In contrast to Bali's tourist hustle and bustle, Lombok offers a view of the old Indonesia, with its dense forests, traditional thatched villages, empty beaches and bygone transport -- the ubiquitous "dokar" carts pulled by sturdy Sumbawan ponies.
'Lombok is cheaper and much more natural'
A massive volcano, the 12,000-foot Mt. Rinjani is Indonesia's second-highest peak. Visitors should be prepared for a two-day trek to get to the dormant crater and the lake that lies in its center.
"There are more cultural things to see in Bali, but Lombok is cheaper and much more natural -- you get a village feel here," said Christy Oliver, of Ottawa, Canada, who was visiting with her family. "It's still untouched by mass tourism," she said.
While not up to Bali's level in terms of goods and services, Lombok offers adventure and eco tourism, as well as handicrafts such as pottery, weaving and pearl jewelry. The coral gardens fringing the three tiny and unspoiled Gili islands off its northwest corner are a draw for snorkelers and divers and includes the second-largest patch of Blue Coral in the world. Surfers and backpackers congregate at the Kuta beach area, which faces the Indian Ocean.
"Lombok is well-known among Korean honeymooners because it's quieter and less touristy than Bali," said Simok Kim, from Taegu, South Korea, who was visiting the island with his bride Eunjoo Lee.
"A lot of couples come here," he said. He complained though that there was very little tourist information about the island available in South Korea. "It's mostly by word-of mouth," Kim said.
One of the Lesser Sunda Islands, Lombok lies across a deep 25-mile wide waterway used by hundreds of merchant ships and, reportedly, U.S. nuclear submarines, traversing between the Pacific and Indian Oceans. It is of similar size and population, about 2.3 million people, as Bali.

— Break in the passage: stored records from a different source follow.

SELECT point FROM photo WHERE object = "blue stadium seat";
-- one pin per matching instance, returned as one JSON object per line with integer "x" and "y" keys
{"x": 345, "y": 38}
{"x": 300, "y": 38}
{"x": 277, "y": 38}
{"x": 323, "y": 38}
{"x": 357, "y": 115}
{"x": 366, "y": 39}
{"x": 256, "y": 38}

It first came to international attention in the second half of the 19th century, when Alfred Russel Wallace, the "father of animal geography," reported on the sharp differences between plants and wildlife on Bali and Lombok. On Bali, the flora and fauna were the same as in the west of the Indonesian archipelago and neighboring Malaya. In contrast, on Lombok, they were obviously linked to Australia and its surrounding islands.
Wallace's ideas on the two separate biological zones and on natural selection were later incorporated into Charles Darwin's theory on evolution.
"Not many people ask us about the Wallace Line, but occasionally some divers want to see the ocean floor in the straits because they say it represents the divide between Australia and Asia," said Wayan Asmara, a diving instructor in the Gilis.